Le populisme en Europe centrale et orientale
de Roman Krakovsky

critiqué par Colen8, le 10 janvier 2020
( - 82 ans)


La note:  étoiles
Une longue histoire
Le rejet des modèles de démocratie parlementaire libérale prévalant dans les pays de l’Ouest européen par ceux d’Europe centrale et orientale s’était déjà exprimé avant les désastreux traités de 1919-1920 qui n’auront servi qu’à l’amplifier. Les raisons que détaille très justement Roman Krakovsky tiennent à des différences dont il faut avoir conscience pour comprendre le fossé creusé de nos jours au sein des membres de l’UE sur les missions et le devenir de celle-ci.

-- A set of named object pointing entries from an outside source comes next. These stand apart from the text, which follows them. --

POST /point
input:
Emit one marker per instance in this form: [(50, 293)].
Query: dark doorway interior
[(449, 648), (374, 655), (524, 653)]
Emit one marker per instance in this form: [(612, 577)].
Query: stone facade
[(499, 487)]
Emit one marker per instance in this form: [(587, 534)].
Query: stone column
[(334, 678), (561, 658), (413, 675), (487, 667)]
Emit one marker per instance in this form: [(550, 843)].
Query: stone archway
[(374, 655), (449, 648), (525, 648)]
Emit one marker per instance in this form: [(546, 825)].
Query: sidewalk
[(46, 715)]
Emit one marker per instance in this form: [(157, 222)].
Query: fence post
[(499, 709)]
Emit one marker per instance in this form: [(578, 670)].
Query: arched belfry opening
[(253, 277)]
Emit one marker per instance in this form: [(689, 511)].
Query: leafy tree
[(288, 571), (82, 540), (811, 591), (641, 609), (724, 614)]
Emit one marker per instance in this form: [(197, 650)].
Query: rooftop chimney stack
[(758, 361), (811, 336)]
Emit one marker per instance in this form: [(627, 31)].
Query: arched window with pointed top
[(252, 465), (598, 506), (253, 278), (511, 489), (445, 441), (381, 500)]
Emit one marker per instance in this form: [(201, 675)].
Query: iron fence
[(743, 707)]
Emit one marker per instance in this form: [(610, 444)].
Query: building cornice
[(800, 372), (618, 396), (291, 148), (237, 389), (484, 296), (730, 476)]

Un écart de développement politique, économique et culturel préexistant au premier conflit mondial s’est fortement aggravé entre vainqueurs et vaincus :
- Le droit des peuples à disposer d’eux-mêmes a été allègrement bafoué pour prévenir toute velléité d’émergence d’une puissance centrale concurrente des vainqueurs, créant des états hétérogènes découpés selon des frontières arbitraires après la dissolution des empires multiethniques et multiconfessionnels du début du siècle, allemand, ottoman, austro-hongrois et la révolution bolchevique en Russie.

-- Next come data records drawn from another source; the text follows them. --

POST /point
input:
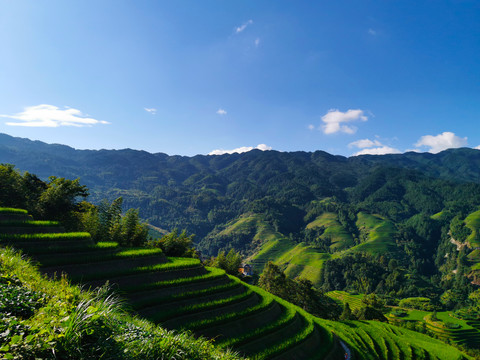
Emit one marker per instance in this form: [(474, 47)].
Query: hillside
[(179, 293), (299, 210)]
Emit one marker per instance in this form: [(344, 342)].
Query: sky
[(208, 77)]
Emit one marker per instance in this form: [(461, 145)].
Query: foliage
[(299, 292), (419, 303), (230, 262), (70, 324), (106, 223), (174, 244)]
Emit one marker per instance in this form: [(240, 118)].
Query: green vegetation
[(5, 210), (472, 221), (397, 229), (52, 319)]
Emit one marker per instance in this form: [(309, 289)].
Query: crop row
[(161, 299), (288, 315), (214, 273), (118, 272), (28, 223), (204, 306), (47, 236), (6, 210)]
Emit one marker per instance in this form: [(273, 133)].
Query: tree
[(347, 313), (133, 232), (230, 263), (59, 200), (274, 281), (174, 244)]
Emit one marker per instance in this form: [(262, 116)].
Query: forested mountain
[(312, 213)]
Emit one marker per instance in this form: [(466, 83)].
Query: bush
[(418, 303), (176, 245)]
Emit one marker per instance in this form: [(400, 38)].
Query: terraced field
[(472, 221), (355, 301), (467, 333), (304, 261), (380, 232), (338, 235), (178, 293)]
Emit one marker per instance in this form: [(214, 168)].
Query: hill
[(178, 292)]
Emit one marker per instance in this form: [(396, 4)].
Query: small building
[(246, 270)]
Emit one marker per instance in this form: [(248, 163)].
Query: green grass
[(161, 299), (369, 340), (70, 323), (45, 237), (285, 344), (28, 223), (173, 264), (355, 301), (128, 253), (472, 221), (288, 315), (304, 262), (340, 237), (380, 234), (7, 210), (204, 306), (212, 274)]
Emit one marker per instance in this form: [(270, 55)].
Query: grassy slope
[(70, 322), (340, 237), (380, 234), (372, 340), (472, 221), (304, 261), (465, 333)]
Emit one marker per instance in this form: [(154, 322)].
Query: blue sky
[(196, 77)]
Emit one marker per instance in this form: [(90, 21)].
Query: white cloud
[(443, 141), (240, 150), (365, 143), (243, 26), (378, 151), (152, 111), (334, 118), (51, 116)]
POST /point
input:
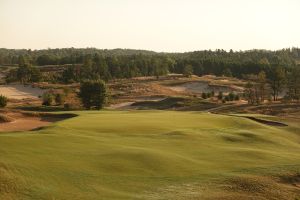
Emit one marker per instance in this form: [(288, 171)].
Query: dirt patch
[(202, 86), (267, 122), (27, 121), (20, 92)]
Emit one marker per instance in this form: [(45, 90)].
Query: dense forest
[(91, 63)]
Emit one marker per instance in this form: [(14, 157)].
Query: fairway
[(151, 155)]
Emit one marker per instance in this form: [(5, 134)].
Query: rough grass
[(4, 118), (152, 155)]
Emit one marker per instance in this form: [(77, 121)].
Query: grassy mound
[(4, 118), (152, 155)]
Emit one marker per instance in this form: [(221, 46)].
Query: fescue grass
[(147, 155)]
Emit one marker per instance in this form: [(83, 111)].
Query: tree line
[(279, 70)]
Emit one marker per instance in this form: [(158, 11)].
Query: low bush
[(3, 101)]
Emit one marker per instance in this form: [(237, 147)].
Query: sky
[(158, 25)]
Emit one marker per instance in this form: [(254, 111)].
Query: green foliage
[(48, 99), (93, 94), (119, 63), (188, 70), (227, 72), (220, 95), (3, 101), (277, 81), (60, 98)]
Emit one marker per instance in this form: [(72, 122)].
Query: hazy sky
[(160, 25)]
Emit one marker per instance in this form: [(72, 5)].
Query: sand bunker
[(29, 121), (20, 92), (200, 87)]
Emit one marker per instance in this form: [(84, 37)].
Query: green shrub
[(60, 99), (220, 95), (93, 94), (48, 99), (3, 101)]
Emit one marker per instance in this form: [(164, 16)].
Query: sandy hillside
[(20, 92)]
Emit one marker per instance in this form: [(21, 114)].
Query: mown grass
[(150, 155)]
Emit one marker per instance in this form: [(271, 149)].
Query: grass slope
[(151, 155)]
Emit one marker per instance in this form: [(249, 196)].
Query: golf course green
[(151, 155)]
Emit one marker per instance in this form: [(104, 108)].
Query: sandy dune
[(199, 87), (20, 92)]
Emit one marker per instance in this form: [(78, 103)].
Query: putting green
[(141, 155)]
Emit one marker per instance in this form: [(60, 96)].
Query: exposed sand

- Les indemnités colossales exigées des vaincus a entravé leur développement industriel déjà très en retard, a affaibli de courtes tentatives de démocratie, a ouvert la voie à des dictatures républicaines et monarchiques prônant la pureté de la race à travers un nationalisme exacerbé, enclin aux discriminations envers les minorités, favorable à l’eugénisme et l’antisémitisme jusqu’à l’arrivée d’Hitler au pouvoir en 1933.
Après 1945 il faut se souvenir des millions et des millions de déplacés d’Europe centrale et orientale devant ramener des groupes ethnolinguistiques homogènes au sein de leurs frontières nationales. En même temps une réaction de gauche qui les a fait basculer légalement ou non dans le camp communiste jusqu’à la chute du mur de Berlin en 1989 les a maintenus sous des régimes totalitaires violemment répressifs. Ce fut une erreur de penser qu’ensuite la démocratie s’y imposerait d’elle-même car à la fois les menaces identitaires perçues avec ou sans fondement et le retard pris dans la modernisation ont assez vite ramené au pouvoir des gouvernements définissant leurs démocraties comme « illibérales » teintées de dérive autoritaire. Il y a là une leçon à méditer.